Rosanna Spatari, titolare della Torteria, che ha ricevuto anche diverse denunce e sanzioni, ne ha fatto una questione di principio e ha radunato, di fronte al locale, centinaia di persone, molte delle quali noncuranti delle normative anti covid e in gran parte negazioniste della pandemia e dei pericoli determinati dal virus. Tutto questo mentre il Piemonte era in zona rossa o arancione. Gli assembramenti sono stati quasi sempre spontanei, promossi soprattutto dal tam tam via social.

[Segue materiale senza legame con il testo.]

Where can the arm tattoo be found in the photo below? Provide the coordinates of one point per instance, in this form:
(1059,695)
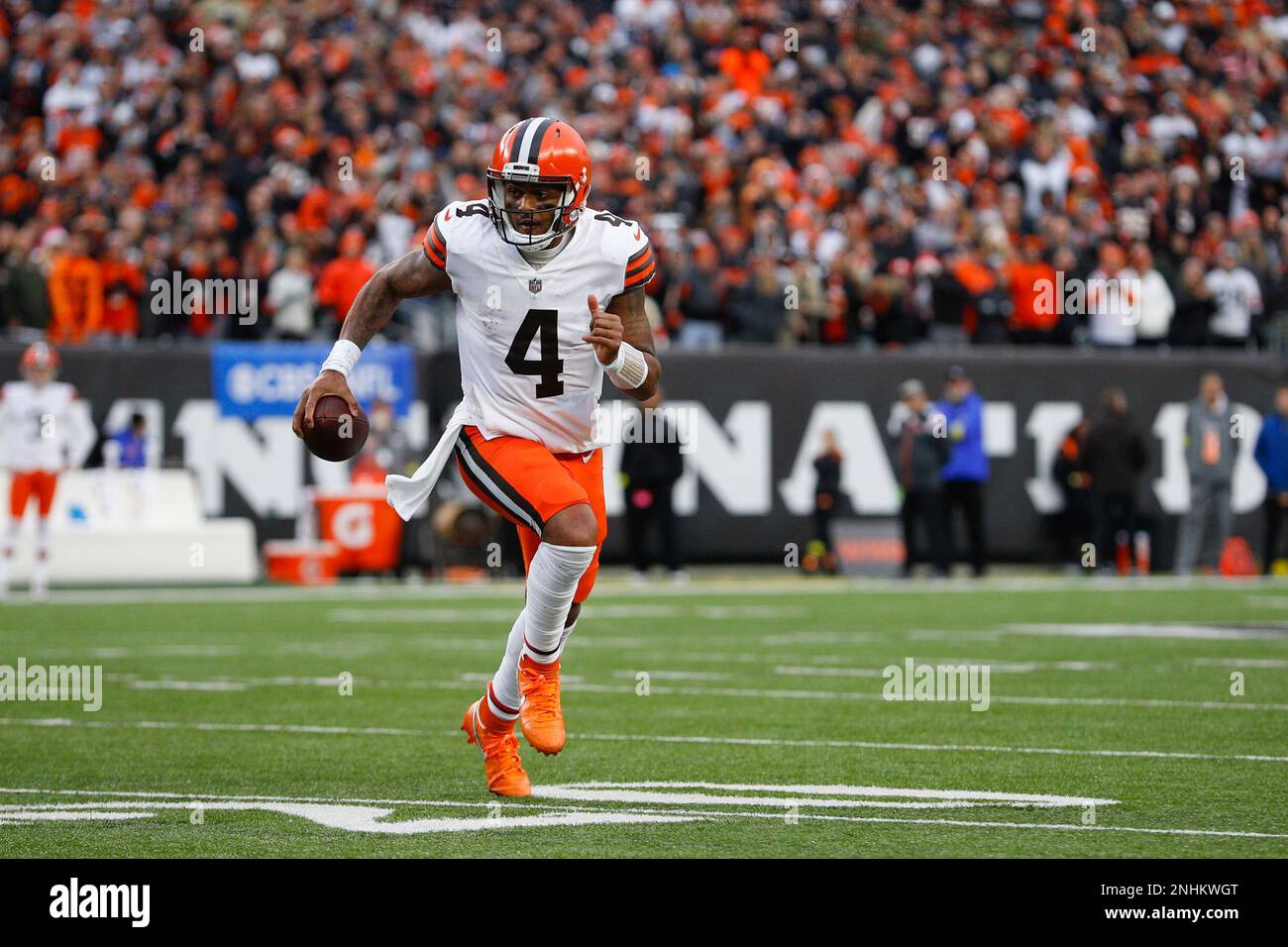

Non solo: la donna non ha ottemperato nemmeno al decreto di chiusura di cinque giorni che le era stato imposto (sempre per aver violato le disposizioni dell'autorità) dal prefetto di Torino. Per questo la procura aveva disposto il sequestro preventivo del locale. Intanto alcuni partecipanti agli aperitivi disobbedienti di Chivasso hanno annunciato sui social di voler denunciare gli appartenenti alle forze dell'ordine intervenuti il giorno del sequestro.